Oleh Sumanto Al Qurtubi
Dutaislam.or.id - Dengan ini saya anjurkan kepada para bapak dan ibu kaum muslim/ muslimah di Indonesia tidak perlu repot-repot menyekolahkan anak-anaknya ke negara-negara Arab kalau tujuannya hanya sekedar untuk mempelajari Islam, belajar Bahasa Arab atau mengaji kitab-kitab keislaman.
Sekali lagi, kalau tujuannya hanya untuk belajar masalah ini (kalau punya tujuan lain ya lain lagi persoalannya), di Indonesia saja sudah cukup. Pondok-pondok pesantren, khususnya milik Nahdlatul Ulama (NU) sudah melimpah-ruah di kota maupun desa.
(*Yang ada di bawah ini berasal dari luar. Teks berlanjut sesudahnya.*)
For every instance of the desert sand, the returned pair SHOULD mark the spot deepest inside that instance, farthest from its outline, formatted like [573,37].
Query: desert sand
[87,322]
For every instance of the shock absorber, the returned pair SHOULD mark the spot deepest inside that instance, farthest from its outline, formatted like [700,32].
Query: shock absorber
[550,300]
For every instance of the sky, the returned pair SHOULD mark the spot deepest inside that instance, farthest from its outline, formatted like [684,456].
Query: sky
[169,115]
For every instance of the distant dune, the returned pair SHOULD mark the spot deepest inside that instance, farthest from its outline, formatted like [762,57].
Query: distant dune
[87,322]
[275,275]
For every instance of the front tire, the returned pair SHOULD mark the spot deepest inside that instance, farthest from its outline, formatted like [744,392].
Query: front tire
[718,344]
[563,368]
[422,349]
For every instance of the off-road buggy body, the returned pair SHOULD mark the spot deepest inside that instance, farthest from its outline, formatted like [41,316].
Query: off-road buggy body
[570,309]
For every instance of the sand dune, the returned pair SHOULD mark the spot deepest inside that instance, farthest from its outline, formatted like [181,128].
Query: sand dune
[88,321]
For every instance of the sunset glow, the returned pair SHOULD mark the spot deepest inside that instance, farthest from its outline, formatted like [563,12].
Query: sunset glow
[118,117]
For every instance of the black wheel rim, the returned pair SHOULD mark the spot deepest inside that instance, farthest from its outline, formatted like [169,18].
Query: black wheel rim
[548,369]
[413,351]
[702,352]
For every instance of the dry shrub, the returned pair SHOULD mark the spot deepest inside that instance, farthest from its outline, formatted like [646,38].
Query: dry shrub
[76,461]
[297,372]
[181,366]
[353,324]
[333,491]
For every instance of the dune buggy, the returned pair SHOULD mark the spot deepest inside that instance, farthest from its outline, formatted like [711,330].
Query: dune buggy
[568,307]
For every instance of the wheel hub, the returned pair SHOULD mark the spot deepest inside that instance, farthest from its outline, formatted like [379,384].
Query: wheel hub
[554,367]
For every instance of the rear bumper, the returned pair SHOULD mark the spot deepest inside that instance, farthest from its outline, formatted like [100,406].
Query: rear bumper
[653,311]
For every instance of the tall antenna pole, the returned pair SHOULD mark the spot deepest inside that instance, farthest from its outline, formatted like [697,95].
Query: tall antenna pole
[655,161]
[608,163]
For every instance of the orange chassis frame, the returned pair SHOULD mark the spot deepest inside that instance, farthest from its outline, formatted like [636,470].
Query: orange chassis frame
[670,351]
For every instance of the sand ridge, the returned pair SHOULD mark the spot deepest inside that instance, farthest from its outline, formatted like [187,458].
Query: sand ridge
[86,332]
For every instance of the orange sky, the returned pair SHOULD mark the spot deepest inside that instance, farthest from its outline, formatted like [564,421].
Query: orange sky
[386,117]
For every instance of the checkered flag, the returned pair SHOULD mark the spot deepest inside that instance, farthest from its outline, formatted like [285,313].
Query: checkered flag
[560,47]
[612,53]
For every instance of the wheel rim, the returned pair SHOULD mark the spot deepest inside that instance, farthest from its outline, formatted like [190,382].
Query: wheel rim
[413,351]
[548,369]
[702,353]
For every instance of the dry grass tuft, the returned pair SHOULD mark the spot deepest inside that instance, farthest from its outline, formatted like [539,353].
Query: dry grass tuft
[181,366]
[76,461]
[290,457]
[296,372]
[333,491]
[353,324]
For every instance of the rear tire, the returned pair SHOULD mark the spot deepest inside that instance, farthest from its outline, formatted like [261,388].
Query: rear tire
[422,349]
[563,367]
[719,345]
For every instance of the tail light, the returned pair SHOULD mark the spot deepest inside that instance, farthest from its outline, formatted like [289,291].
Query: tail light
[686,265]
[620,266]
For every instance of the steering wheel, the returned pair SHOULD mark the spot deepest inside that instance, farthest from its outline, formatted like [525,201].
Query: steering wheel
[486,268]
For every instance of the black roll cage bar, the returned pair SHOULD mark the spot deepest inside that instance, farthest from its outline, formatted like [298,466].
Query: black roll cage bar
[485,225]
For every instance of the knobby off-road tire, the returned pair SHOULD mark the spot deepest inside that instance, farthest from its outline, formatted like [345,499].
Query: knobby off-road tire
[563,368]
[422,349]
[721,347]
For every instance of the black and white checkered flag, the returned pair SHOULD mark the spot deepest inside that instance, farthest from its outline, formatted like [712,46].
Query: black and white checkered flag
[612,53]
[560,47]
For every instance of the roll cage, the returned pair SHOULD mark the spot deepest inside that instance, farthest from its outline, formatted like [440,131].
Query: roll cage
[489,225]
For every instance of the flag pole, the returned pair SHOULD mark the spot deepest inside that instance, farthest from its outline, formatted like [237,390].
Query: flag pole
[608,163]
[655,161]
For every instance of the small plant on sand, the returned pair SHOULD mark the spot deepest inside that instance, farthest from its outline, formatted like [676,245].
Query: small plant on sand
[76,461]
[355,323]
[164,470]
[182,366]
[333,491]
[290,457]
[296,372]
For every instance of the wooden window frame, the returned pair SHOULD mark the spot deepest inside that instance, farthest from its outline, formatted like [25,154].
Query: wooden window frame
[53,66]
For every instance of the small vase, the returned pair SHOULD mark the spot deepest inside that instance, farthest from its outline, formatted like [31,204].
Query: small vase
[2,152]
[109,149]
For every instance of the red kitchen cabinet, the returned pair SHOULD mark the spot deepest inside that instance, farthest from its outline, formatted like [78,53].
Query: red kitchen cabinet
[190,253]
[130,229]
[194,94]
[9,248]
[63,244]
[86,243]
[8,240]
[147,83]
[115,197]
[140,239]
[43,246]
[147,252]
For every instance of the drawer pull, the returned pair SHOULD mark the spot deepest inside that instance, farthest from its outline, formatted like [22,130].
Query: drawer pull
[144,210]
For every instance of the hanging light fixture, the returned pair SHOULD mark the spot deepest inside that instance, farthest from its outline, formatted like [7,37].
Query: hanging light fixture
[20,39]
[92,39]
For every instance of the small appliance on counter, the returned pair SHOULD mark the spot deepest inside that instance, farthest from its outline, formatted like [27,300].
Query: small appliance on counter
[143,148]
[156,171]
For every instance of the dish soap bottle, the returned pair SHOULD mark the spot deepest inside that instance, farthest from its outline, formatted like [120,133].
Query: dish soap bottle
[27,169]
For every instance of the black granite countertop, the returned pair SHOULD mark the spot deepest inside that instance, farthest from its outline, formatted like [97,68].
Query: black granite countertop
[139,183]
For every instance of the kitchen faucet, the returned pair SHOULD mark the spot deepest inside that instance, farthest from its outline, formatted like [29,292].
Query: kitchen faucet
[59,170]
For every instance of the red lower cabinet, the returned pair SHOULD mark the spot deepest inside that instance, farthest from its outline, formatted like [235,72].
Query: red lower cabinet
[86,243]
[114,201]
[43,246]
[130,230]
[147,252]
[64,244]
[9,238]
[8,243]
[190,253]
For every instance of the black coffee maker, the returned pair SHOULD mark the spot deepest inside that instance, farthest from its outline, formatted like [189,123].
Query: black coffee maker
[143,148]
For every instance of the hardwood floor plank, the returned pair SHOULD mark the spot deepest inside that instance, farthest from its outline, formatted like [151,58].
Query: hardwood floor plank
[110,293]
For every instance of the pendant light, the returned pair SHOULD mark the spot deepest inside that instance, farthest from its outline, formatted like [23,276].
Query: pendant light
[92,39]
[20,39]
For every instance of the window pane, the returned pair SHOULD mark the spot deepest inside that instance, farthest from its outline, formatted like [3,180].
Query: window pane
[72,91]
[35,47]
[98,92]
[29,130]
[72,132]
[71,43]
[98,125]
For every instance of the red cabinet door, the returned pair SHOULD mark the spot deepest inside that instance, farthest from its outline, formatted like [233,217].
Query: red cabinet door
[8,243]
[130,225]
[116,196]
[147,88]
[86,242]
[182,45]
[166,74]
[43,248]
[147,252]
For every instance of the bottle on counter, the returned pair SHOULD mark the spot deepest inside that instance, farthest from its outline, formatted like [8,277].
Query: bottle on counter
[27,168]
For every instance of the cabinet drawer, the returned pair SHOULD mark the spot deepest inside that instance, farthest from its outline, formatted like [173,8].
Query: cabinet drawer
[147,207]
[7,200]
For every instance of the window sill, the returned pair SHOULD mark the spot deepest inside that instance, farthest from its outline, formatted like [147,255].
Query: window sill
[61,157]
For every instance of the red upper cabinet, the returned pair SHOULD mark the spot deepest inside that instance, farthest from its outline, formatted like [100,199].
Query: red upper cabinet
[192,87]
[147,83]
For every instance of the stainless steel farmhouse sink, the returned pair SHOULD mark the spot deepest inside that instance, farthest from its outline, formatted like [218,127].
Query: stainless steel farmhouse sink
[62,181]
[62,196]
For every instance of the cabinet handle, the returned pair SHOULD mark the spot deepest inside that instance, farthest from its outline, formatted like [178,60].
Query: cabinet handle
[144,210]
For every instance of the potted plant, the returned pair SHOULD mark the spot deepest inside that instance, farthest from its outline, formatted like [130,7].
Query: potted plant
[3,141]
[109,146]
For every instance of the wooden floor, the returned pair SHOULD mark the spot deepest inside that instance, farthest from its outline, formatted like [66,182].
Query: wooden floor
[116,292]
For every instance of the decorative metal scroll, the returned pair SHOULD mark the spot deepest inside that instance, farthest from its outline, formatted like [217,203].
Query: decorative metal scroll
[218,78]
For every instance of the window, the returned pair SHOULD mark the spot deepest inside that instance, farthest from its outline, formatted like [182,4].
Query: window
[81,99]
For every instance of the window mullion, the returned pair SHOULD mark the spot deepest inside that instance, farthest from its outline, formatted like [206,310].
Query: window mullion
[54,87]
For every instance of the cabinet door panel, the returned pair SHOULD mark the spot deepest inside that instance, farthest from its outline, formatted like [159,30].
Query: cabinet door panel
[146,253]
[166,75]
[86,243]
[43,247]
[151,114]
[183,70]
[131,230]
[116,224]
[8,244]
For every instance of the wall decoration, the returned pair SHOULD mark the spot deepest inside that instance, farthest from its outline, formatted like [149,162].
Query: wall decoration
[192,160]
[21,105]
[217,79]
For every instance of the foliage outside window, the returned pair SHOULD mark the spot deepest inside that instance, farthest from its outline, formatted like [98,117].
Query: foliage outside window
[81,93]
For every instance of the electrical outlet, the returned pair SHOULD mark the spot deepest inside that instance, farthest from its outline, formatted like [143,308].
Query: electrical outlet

Indonesia kini juga sudah surplus kiai, baik tua maupun muda, yang sangat mumpuni dalam masalah ini.
Lagi pula, untuk apa menyekolahkan anak jauh-jauh ke Arab untuk "belajar Islam" kalau pada akhirnya kelak ketika selesai sekolah malah menjadi "malin kundang" yang, atas nama "kemurnian Islam" dan "tegaknya tauhid", berani melawan orang tua, mengafirsesatkan mereka, membidahkan amalan-amalan keagamaan mereka dan seterusnya. Nanti Anda sendiri yang akan kerepotan loh: mau dibiarkan kurang ajar, mau digampar itu anak sendiri. Repot kan?
Bukan hanya melawan orang tua saja loh. Para ulama dan kiai yang kebetulan berbeda pemikiran juga dikapir-kapirkan oleh "anak kemarin sore" yang baru sunat ini. Tidak sebatas itu. Sebagian mereka bahkan tega untuk mengpitnah dan mengungkapkan kata-kata kotor dengan beliau-beliau. Padahal beliau-beliau itu masya Allah ulama yang sangat rendah hati, alim dan saleh dalam segala hal. Kok tega ya mereka melakukan itu?
Terus? Sudah jauh-jauh sekolah dan "menuntut ilmu keislaman", pulang-pulang malah menjadi "provokator kebencian" yang anti-pati terhadap tetangga, non-muslim dan bahkan terhadap sesama muslim itu sendiri yang hanya secara kebetulan berbeda mazhab, pandangan, pemikiran, dan praktek keagamaan dengan mereka. Repot kan? Hidup di dunia yang warna-warni kok "kaku-regeng" kayak tiang listrik, tidak mau toleran dengan keragaman. Emang bumi ini milik engkong mereka apa?
Sudah cukup? Belum. Mereka juga mengharamkan bendera merah-putih, memusyrikkan penghormatan terhadapnya, mengthogutkan Pancasila dan Konstitusi, "menerakakan" para pejuang dan pahlawan bangsa. Wis embuh lah. Banyak pokoknya yang aneh-aneh dan "unyu-unyu" dari tingkah-polah mereka. Tapi sebagian loh, tidak semua alumni Timur Tengah yang belajar Islam bersikap seperti ini. Entar ada yang ngamuk-ngamuk lagi.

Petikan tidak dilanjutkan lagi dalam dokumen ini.